Wednesday, August 21, 2013


Allow me to introduce myself.  I answer to ‘Junior’.  It’s not a very appropriate epithet as I’m no longer the young kit on the block – more on the others later – but it suits me and we all know my name.  On the whole, humans have been kind to me and I try to be agreeable in return; never grabbing at food, never using my claws unnecessarily and not fighting with the other cats.  Of course, I’m still a young cat, so I don’t always get it right, but on the whole, I don’t overreact and am obedient and friendly.

I was born in the small village of Kini, on a Greek island.  My cat mom looked after me well for the first couple of months.  I don’t remember too much about that.  But I was never hungry, thanks to some kind humans who came by every day with food, even when the tavernas were shut before the summer tourists came.  One day, my cat mom told me it was time to go to the local cafes and bars and start asking humans for food; the other cats in the village all do this.  I could see she was tired from feeding us; my sister was smaller and still needed more care from her, so I ambled off to try to forage for myself.

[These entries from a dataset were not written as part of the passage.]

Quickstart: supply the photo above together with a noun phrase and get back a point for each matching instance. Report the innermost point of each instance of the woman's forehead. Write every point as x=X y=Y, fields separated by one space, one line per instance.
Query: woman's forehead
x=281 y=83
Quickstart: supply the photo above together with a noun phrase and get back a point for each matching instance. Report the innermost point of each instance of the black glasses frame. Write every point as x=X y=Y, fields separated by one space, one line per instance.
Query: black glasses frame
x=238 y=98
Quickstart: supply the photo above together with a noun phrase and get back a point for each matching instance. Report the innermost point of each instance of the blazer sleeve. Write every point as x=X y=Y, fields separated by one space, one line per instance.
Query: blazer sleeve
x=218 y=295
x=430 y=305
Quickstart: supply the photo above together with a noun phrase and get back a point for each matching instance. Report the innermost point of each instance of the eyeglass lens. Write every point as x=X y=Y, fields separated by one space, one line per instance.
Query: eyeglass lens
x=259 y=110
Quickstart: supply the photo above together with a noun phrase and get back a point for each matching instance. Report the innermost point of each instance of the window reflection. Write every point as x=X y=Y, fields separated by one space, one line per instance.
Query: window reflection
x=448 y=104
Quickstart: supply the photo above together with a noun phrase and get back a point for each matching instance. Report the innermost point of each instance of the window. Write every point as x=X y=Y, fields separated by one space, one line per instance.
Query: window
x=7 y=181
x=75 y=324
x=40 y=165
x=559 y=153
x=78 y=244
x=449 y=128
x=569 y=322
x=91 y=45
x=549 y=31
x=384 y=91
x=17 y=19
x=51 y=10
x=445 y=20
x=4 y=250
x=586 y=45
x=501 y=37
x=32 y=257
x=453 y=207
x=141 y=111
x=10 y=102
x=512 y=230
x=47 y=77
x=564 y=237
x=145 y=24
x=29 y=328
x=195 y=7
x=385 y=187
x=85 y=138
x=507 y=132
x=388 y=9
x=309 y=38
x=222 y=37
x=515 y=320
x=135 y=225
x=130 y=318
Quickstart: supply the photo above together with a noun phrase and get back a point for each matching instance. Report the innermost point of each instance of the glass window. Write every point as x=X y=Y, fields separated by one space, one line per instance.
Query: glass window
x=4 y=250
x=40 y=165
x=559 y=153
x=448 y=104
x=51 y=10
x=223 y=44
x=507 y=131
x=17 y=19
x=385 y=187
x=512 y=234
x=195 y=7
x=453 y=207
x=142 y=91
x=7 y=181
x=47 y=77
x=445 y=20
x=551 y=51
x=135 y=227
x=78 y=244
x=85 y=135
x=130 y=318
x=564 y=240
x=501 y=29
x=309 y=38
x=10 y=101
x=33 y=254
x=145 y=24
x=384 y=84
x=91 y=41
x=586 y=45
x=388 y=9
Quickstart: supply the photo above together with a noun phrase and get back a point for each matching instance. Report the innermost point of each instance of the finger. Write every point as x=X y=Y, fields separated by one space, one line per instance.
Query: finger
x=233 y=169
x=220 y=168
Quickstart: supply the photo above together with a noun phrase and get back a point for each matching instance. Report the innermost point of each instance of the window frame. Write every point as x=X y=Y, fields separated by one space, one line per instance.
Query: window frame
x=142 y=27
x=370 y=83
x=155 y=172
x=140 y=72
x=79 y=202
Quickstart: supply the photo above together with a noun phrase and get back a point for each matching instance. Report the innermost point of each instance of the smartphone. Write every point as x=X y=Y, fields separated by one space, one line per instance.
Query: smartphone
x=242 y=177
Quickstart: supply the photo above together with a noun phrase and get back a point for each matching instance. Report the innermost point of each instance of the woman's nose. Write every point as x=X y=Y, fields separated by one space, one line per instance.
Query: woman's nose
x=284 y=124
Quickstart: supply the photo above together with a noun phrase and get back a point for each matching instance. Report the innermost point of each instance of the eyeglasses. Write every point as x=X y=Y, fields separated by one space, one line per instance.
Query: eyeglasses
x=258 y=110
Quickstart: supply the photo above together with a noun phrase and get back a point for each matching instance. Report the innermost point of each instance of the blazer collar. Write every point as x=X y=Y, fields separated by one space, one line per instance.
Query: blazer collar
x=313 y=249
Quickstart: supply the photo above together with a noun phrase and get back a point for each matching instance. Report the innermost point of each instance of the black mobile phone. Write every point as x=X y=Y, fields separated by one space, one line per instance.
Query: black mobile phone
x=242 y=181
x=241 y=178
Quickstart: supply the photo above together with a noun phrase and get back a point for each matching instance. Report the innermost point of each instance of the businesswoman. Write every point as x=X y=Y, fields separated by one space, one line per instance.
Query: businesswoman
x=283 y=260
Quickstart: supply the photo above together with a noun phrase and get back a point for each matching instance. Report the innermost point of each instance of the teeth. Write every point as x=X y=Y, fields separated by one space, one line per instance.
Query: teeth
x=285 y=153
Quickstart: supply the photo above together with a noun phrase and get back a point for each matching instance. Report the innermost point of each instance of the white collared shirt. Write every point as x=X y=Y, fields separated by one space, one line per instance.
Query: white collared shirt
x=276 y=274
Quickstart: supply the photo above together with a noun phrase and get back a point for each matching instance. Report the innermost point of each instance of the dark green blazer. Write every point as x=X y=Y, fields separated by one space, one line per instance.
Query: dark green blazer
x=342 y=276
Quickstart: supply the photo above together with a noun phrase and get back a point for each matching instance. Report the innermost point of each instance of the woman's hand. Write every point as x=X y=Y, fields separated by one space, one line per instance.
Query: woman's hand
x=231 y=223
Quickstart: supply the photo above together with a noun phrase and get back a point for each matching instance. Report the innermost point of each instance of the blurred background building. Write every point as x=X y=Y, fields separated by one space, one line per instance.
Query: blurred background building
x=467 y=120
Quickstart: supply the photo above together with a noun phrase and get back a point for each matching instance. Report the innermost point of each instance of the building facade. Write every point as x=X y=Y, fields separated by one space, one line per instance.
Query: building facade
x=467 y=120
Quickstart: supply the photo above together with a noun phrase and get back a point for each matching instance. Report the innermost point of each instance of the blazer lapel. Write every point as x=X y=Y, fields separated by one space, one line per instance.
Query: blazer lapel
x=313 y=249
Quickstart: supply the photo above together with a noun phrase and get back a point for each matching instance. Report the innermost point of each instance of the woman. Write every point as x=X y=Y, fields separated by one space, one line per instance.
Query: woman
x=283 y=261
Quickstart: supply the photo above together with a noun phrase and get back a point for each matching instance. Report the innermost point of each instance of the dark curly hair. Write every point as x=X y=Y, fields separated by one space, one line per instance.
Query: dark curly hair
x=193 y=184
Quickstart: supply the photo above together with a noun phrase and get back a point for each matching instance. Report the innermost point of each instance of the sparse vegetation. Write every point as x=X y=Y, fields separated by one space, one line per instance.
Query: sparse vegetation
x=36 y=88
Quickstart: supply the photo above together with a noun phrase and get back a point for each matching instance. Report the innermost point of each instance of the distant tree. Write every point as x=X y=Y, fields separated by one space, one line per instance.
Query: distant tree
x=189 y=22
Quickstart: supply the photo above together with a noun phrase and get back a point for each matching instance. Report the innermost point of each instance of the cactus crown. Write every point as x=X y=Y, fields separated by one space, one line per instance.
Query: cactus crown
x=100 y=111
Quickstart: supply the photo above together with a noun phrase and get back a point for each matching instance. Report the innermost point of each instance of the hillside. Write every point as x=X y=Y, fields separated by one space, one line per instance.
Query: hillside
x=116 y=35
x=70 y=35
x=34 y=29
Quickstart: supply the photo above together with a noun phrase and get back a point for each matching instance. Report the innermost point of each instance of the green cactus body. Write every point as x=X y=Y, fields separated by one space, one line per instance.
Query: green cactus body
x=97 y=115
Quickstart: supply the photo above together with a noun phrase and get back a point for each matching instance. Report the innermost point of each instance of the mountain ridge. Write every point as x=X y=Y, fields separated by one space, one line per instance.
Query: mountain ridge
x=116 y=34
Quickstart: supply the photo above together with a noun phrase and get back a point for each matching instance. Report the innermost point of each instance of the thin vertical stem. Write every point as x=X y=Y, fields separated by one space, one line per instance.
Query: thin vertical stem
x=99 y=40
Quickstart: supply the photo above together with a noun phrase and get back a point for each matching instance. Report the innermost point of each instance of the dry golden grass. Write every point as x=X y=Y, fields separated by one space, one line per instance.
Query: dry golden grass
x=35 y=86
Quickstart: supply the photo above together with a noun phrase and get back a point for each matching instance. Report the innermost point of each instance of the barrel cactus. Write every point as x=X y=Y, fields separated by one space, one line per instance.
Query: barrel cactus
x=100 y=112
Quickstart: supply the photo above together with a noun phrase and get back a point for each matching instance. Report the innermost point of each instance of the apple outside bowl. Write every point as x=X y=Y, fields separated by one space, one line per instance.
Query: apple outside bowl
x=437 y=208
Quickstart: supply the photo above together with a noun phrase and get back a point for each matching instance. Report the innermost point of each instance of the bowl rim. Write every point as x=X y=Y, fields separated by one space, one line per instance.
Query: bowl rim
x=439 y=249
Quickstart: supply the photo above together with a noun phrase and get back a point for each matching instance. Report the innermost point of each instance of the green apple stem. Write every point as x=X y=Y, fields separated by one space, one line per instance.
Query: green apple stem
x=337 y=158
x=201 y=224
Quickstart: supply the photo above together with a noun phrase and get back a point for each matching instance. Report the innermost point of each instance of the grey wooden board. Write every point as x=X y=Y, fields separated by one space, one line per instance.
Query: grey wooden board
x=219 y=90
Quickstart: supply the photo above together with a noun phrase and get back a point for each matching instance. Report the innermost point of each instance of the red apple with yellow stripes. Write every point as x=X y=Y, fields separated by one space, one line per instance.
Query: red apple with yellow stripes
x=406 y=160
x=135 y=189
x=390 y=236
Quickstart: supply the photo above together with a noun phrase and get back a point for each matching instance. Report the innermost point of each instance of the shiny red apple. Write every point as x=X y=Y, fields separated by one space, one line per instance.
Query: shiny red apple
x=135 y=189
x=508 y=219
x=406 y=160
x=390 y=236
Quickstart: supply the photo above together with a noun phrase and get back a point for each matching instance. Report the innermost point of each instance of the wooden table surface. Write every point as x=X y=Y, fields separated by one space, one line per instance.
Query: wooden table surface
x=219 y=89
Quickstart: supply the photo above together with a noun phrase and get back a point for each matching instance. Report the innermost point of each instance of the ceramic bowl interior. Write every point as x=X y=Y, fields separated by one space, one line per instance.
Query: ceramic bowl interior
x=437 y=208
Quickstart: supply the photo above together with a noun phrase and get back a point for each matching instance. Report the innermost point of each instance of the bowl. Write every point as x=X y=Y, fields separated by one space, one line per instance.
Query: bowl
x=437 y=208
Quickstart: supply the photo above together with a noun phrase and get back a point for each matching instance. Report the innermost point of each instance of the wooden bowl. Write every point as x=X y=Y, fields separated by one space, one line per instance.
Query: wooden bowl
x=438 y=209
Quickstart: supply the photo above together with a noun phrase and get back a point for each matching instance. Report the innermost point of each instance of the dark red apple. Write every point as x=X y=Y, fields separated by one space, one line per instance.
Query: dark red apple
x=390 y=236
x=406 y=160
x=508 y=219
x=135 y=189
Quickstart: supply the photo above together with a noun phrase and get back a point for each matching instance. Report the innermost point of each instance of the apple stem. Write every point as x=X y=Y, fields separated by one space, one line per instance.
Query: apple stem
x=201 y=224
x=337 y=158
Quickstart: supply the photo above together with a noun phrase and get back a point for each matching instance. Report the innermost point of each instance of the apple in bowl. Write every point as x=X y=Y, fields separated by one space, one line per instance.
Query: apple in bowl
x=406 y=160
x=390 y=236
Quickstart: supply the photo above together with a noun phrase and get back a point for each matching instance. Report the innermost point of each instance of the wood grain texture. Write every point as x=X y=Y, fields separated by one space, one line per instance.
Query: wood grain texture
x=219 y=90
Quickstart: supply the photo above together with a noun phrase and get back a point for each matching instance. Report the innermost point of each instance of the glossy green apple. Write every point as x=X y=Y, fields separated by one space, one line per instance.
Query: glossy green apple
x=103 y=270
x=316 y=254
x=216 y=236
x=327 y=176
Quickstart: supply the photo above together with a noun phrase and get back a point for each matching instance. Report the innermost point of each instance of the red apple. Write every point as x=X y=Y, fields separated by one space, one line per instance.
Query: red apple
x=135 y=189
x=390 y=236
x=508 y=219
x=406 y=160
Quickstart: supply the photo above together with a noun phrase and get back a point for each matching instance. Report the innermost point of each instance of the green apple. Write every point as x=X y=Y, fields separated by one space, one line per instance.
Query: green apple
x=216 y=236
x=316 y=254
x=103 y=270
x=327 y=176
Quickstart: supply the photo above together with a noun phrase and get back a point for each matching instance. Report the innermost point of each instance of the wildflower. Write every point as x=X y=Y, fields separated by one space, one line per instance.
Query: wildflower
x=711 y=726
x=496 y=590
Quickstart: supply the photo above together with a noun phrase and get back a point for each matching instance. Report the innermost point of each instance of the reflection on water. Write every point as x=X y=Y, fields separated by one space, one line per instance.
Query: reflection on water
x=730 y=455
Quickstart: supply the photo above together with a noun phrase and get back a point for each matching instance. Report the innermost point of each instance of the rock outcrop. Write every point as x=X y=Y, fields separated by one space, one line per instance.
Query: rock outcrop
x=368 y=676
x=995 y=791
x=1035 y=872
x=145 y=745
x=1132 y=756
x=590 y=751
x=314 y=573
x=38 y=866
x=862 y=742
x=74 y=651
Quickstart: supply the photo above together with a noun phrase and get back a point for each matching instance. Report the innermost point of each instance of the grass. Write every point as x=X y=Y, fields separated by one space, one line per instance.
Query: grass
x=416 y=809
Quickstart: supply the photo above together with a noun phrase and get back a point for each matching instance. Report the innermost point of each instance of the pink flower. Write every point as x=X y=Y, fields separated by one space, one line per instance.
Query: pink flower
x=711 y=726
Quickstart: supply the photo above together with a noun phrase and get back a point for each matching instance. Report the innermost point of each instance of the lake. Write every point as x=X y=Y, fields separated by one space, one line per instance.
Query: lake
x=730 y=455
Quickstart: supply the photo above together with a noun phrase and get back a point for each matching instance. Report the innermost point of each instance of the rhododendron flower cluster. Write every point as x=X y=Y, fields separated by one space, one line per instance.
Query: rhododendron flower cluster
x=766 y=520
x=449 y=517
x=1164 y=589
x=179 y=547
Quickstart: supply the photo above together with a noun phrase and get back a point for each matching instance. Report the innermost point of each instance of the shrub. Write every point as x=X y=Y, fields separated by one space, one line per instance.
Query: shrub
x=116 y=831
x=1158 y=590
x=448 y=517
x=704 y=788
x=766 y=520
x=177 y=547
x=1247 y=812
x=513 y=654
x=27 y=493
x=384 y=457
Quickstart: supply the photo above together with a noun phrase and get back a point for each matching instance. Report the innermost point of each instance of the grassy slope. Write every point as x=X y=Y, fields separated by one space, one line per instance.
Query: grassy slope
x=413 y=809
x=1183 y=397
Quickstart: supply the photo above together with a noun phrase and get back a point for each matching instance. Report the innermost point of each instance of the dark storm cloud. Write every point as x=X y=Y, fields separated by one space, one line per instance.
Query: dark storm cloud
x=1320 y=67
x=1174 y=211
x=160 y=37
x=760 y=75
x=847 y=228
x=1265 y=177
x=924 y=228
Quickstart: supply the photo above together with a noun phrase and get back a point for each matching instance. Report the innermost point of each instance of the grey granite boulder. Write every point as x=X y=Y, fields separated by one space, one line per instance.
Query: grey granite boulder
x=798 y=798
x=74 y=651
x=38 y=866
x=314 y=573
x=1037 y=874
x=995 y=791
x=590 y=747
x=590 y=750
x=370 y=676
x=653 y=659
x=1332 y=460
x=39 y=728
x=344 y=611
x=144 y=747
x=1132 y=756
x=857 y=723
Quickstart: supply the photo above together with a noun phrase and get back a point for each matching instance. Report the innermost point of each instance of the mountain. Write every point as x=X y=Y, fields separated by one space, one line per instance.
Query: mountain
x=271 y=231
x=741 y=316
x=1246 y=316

I remember the day well, it was warm and sunny and the first few tourists of the season were lying on the beach.  Great smells were coming from the human eating places, as they prepared food for the humans to eat.  I had a wander around looking for a good place; I was beginning to feel a bit peckish.  Lots of other bigger cats were also walking around and they tried to warn me off.  ‘This is my place.’  ‘You’re not welcome in my cafe.’  ‘I’ve been here for a long time – go somewhere else.’  Maybe this wasn’t going to be so easy.

I decided to have a little stroll on the beach and talk to some of the humans there.  Some of them flapped towels at me and told me to go away, but mostly they were friendly and cuddled and stroked me.  One of them gave me a little bit of cheese from a pie she was eating, but others tried to give me tomato or bread.  No self-respecting cat would eat these.

There was nothing for it but to join the undignified scrum in the tavernas.  Not many people were eating and many cats were fighting for the food.  These were desperate; grumbling and growling, even biting each other and grabbing at the food that was offered to them, with full claws.  One of the bigger cats grabbed enthusiastically at a particularly tasty piece of fish, caught the human’s hand instead and drew blood.  In no time a waiter was chasing us all out of the restaurant, yelling and kicking us and he threw a bucket of water after us for good measure.  This wasn’t what I had expected as a Kini Cat – I had hoped for a nice life on the beach, with regular tasty meals.  I might have to think again.

I tried my luck at other tavernas and managed to get only a few small tidbits – not nearly enough for a growing cat.  I decided to go back to my cat mom, but she was unsympathetic.  ‘I can’t feed you any more, you’ll have to fend for yourself now, and you have to learn to get along with the other cats.’

I went back to the beach.  My tummy was empty.  A tourist gave me a few strange dry biscuits; she said were for cats, I’m not sure if I can get used to them and they made me very thirsty.  There’s a strange statue near the beach, of a woman who has a fishy tail and is holding a man.  Around it though is fresh water that rises into the air and makes a fountain and bubbles.  I like looking at it.  One of the older cats told me the water was fresh and I could drink it.  It wasn’t easy and I was afraid of falling in; the edges were slippery.  At last I managed to get a drink, but felt that my cat mom had misled me a bit.  It wasn’t a nice life for stray cats on the beach, we were all hungry and needing food seems to lead to a big loss of manners.
My tummy was rumbling – what was I going to do?